New York, Gatra.com - Utusan Perserikatan Bangsa-Bangsa (PBB) untuk Myanmar mengatakan langkah yang dapat meringankan krisis lebih dari 720.000 Muslim Rohingya melarikan diri ke negara tetangga Bangladesh, telah mengalami perlambatan dan jika tidak ada tindakan penanggulangan segera, maka sudah saatnya untuk “membunyikan bel alarm” (tanda peringatan ancaman).
Christine Schraner-Burgener mengatakan kepada Majelis Umum PBB, tidak banyak perubahan di lapangan akibat dari banyaknya tantangan termasuk para pejabat sipil Myanmar, yang harus menavigasi di lingkungan yang sangat rawan konflik, di mana militer masih memiliki pengaruh politik yang cukup besar.
"Kompleksitas luar biasa di dalam konflik dalam negeri Myanmar, telah menjadi penghalang bertambahnya krisis Rohingya. Mengakhiri lingkaran setan diskriminasi dan kekerasan, terutama di wilayah Rakhine yang menjadi prioritas utama," katanya, dikutip Time.com, Senin (1/7).

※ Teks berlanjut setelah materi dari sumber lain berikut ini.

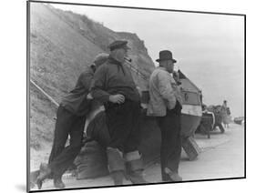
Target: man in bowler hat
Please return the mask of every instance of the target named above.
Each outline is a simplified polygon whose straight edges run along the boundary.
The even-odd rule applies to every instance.
[[[43,181],[52,177],[54,186],[64,188],[62,175],[73,163],[82,146],[86,117],[90,110],[87,97],[95,70],[107,61],[108,54],[96,56],[93,64],[79,76],[76,86],[61,101],[57,112],[54,143],[48,164],[41,164],[36,184],[40,189]],[[68,135],[70,145],[65,147]]]
[[[159,63],[149,78],[148,115],[155,116],[161,130],[161,176],[163,181],[181,181],[178,168],[181,153],[180,115],[182,98],[173,76],[174,63],[169,50],[159,52]]]
[[[143,163],[138,147],[140,142],[140,96],[125,65],[128,41],[108,46],[108,61],[95,73],[92,96],[104,104],[110,142],[107,155],[108,170],[115,185],[122,185],[125,171],[133,184],[142,184]]]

Sebagai langkah pertama, Schraner-Burgener menyerukan lebih banyak yang harus dilakukan untuk mengakhiri pertempuran di Rakhine antara militer Myanmar dan Tentara Arakan, --sebutan pasukan gerilya terlatih dari kelompok etnis Budha yang mencari otonomi untuk Rakhine.
Dia mengatakan pertempuran itu telah menggusur 30.000 umat Buddha dan Muslim.
Myanmar yang mayoritas beragama Buddha telah lama menganggap Rohingya sebagai “orang Bengali" dari Bangladesh, meskipun keluarga mereka telah tinggal lama di negara itu selama beberapa generasi. Hampir semua telah ditolak kewarganegaraannya sejak 1982, secara efektif sehingga membuat mereka kehilangan kewarganegaraan, dan mereka juga ditolak kebebasan bergerak dan hak-hak dasar lainnya.
Wakil koordinator politik Amerika Serikat (AS), Elaine French menyatakan keprihatinan mendalam bahwa hanya sedikit kemajuan yang telah dibuat dalam memperbaiki kondisi di Rakhine, sementara konflik militer dengan Tentara Arakan terus meningkat dan jatuhnya korban sipil terus bertambah setiap hari.
Sementara itu, AS setuju bahwa kondisi di Myanmar tidak kondusif bagi pengungsi Rohingya untuk kembali, dan penangguhan layanan internet oleh pemerintah di Rakhine, justru memunculkan keraguan komitmennya dalam menciptakan kondisi yang memungkinkan warga Myanmar merasa aman, dapat hidup di dalam negaranya.